Even in churches where her contribution is very relevant, her name was hidden or forgotten. Examples of this oblivion is the chapel that she designed and realized in San Luigi dei Francesi, just few meters away from the very celebrated Caravaggio’s chapel, and of the altarpiece in the Artists’ Church in piazza del Popolo, where the restauration of 2016 brought to the light a autograph signature by the same Plautilla.

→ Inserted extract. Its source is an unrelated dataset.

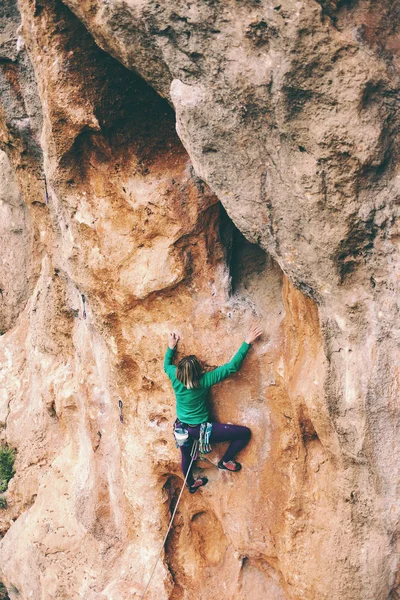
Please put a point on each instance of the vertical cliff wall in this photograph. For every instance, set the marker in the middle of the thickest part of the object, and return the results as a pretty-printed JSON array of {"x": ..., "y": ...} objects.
[{"x": 197, "y": 167}]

This polyhedric artist, who was active in architecture, painting and tapestry left a work also in the church dedicated to St. John the Baptist in Poggio Mirteto. Melania Mazzucco dedicates to this work a short paragraph at the end of her novel: “Celebrity vanishes like smoke, names are forgotten and become pure sounds. But they remain, on faded and damaged papers that somebody will sooner or later read. Maybe per chance, while chasing the truth of another story, of another artist, of another daughter. And that female name, now rare and out of fashion but intimately roman, referred to architecture will stay in her mind, lastingly. She will want to write about other things and she will, ma she will not be able to forget her and she will start to look for her, ringing the doorbell of Villa Medici’s gate on a spring morning, […] in the deposits of museum where her paintings sleep as they are no loner considered beautiful or they have never been o they have been without anybody understanding it, in the churches or a village on the a step hill in Sabina”.

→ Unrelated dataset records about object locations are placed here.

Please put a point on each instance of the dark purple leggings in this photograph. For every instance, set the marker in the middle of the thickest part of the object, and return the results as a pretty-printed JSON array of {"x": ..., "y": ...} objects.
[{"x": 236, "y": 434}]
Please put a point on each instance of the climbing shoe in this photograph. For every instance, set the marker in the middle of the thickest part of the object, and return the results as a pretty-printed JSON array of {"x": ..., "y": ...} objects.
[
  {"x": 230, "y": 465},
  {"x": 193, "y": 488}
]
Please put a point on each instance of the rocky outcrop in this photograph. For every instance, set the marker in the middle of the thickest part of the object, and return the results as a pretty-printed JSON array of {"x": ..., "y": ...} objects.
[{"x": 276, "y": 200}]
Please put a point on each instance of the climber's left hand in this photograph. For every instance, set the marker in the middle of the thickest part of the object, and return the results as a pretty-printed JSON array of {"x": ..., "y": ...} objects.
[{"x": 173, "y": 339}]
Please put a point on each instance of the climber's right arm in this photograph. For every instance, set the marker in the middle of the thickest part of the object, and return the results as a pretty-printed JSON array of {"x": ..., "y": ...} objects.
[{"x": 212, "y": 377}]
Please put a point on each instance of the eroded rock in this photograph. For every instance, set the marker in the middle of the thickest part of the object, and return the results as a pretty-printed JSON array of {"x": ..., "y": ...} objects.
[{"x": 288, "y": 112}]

In Poggio Mirteto is the processional standard created by Plautilla Bricci in occasion of the Holy Year of 1675. This shows on one side St. John’s the Baptist Birth and on the other side his beheading. Standards were mainly used to accompany the last walk of prisoners condemned to death towards the gallows, therefore the choice of showing on the two sides of the standard the Saint’s birth and death seems very appropriate.